Originally, this ancient expression has been eliminated, you can justly despise the use of this way of expression script!

(To prevent the existence of ancient scripts, here's another way to say that, the plus sign represents the start section, and the minus sign represents the end section.) The most important point is that this approach is counted from 0, the first field that was previously said, and is represented as a No. 0 field. The previous 2nd character, represented here as the 1th character. Got it? )

[Turn]linux Sort command in detail

Related Article

Contact Us

The content source of this page is from Internet, which doesn't represent Alibaba Cloud's opinion; products and services mentioned on that page don't have any relationship with Alibaba Cloud. If the content of the page makes you feel confusing, please write us an email, we will handle the problem within 5 days after receiving your email.

If you find any instances of plagiarism from the community, please send an email to: info-contact@alibabacloud.com and provide relevant evidence.

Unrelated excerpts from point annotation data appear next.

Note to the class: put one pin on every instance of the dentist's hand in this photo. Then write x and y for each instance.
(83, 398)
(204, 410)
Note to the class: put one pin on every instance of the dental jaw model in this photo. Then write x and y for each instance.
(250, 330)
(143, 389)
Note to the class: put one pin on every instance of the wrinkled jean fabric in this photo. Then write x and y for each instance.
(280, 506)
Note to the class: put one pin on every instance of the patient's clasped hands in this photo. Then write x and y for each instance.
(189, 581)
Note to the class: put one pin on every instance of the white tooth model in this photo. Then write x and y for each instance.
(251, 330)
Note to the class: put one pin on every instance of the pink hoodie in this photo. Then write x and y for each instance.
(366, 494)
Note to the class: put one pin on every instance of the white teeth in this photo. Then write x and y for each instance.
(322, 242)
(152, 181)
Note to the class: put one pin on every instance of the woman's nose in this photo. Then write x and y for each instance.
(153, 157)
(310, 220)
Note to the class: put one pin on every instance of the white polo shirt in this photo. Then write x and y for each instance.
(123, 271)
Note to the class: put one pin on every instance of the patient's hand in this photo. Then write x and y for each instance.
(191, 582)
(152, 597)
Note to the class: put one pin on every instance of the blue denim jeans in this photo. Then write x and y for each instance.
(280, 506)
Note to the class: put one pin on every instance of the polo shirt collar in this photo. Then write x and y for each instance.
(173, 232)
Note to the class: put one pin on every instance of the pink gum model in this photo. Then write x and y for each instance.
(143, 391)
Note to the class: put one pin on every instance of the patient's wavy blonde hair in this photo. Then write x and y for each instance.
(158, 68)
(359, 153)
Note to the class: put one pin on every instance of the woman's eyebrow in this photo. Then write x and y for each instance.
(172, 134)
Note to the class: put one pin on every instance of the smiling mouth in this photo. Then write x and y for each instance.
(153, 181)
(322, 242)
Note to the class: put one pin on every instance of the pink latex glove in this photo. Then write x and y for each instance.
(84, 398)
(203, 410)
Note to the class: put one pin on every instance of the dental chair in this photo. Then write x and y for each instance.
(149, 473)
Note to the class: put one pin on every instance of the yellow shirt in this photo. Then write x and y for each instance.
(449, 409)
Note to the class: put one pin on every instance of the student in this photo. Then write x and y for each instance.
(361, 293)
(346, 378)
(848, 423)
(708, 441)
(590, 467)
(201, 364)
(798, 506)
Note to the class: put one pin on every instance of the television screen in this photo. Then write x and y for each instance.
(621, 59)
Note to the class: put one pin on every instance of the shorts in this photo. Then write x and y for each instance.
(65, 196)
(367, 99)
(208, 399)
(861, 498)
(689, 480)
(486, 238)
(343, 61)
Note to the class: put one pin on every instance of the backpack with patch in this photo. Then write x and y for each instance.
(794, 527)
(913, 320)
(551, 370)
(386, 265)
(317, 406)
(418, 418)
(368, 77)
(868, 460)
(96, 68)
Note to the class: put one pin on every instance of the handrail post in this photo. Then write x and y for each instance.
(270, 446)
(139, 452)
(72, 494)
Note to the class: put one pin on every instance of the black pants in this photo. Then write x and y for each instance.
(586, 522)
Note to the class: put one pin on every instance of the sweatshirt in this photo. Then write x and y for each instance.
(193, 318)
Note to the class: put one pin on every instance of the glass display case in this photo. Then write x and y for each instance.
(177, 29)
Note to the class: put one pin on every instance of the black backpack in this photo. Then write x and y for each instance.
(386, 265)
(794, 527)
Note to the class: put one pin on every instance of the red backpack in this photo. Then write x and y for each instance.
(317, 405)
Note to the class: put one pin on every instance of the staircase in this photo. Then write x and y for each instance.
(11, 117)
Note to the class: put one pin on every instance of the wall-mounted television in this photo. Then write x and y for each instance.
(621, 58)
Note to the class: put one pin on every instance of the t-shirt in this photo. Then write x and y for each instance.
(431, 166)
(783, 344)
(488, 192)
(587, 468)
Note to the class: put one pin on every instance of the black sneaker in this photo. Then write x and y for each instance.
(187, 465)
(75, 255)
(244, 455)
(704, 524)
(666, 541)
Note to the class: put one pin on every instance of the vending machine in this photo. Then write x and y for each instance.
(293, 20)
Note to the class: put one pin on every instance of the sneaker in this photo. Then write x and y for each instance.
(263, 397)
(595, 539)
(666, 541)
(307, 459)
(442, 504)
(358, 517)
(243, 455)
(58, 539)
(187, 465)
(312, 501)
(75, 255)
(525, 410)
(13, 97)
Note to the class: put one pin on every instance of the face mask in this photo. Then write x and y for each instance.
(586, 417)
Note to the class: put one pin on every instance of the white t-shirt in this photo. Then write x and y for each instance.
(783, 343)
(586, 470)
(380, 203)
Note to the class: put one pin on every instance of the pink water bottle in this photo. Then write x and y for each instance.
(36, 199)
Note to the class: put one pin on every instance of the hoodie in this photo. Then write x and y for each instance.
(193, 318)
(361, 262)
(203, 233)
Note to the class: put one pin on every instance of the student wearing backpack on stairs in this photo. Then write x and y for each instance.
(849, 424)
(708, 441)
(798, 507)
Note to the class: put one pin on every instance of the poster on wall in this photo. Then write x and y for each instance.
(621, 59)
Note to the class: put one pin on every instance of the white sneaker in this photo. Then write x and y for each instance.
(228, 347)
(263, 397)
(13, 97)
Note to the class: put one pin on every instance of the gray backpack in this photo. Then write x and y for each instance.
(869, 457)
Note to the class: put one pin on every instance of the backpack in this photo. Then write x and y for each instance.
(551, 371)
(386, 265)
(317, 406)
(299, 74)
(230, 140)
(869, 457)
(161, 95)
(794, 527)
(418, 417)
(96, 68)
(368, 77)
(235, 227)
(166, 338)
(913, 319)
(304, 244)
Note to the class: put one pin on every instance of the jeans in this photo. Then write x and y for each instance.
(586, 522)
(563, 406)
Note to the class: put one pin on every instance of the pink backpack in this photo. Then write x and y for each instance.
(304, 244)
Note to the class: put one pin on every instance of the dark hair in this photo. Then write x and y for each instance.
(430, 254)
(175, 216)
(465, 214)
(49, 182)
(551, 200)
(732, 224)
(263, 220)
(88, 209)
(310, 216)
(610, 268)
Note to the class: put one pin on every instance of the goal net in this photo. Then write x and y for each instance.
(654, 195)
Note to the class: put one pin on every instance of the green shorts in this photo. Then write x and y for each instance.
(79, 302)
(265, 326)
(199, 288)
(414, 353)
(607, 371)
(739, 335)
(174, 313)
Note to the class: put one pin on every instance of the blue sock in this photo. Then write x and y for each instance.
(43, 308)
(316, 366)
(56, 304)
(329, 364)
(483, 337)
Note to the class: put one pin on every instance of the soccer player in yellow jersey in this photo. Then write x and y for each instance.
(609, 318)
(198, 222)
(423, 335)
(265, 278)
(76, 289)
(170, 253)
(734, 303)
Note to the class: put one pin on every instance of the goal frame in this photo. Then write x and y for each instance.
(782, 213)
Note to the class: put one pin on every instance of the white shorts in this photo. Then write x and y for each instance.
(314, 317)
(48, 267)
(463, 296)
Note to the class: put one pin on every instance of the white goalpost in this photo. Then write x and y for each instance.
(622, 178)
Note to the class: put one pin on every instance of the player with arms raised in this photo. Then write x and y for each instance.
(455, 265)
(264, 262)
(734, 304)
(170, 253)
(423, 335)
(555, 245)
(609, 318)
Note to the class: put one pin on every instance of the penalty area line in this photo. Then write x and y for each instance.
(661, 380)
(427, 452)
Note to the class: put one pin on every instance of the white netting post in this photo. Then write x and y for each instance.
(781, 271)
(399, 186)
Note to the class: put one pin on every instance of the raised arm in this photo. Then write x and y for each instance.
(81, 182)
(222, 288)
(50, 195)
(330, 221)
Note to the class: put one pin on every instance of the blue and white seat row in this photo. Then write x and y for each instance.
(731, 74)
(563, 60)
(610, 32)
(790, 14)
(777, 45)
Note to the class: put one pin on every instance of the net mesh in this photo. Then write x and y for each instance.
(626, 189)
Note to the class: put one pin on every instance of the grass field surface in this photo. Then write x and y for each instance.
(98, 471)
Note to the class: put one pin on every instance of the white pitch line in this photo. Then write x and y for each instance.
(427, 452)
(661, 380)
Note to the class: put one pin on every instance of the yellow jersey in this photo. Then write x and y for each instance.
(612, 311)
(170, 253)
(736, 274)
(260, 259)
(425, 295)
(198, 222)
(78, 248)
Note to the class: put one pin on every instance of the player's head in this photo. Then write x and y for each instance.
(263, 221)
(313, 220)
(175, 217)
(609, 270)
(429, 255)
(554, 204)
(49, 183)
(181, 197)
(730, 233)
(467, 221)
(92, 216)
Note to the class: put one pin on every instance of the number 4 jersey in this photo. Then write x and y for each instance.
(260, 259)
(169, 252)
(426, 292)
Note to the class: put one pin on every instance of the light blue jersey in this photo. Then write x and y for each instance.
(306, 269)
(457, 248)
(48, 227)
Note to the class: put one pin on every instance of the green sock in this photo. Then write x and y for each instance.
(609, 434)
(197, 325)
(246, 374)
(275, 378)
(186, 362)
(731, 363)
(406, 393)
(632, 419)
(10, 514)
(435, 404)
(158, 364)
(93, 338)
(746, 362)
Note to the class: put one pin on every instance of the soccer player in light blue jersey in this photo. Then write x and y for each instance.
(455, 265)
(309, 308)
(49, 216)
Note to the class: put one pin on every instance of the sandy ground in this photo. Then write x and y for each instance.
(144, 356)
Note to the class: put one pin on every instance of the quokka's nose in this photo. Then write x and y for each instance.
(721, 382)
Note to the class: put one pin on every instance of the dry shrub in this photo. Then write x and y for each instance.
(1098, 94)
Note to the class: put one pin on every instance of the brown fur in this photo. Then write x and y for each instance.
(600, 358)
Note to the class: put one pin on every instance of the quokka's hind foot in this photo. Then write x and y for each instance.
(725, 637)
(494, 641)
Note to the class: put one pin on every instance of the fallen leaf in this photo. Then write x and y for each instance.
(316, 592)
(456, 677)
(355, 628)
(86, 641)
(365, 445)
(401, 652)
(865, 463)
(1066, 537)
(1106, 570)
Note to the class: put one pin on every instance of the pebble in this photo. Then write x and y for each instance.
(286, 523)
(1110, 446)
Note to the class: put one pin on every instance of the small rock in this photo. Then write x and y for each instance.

A staff member will contact you within 5 working days.

A Free Trial That Lets You Build Big!

Start building with 50+ products and up to 12 months usage for Elastic Compute Service

  • Sales Support

    1 on 1 presale consultation

  • After-Sales Support

    24/7 Technical Support 6 Free Tickets per Quarter Faster Response

  • Alibaba Cloud offers highly flexible support services tailored to meet your exact needs.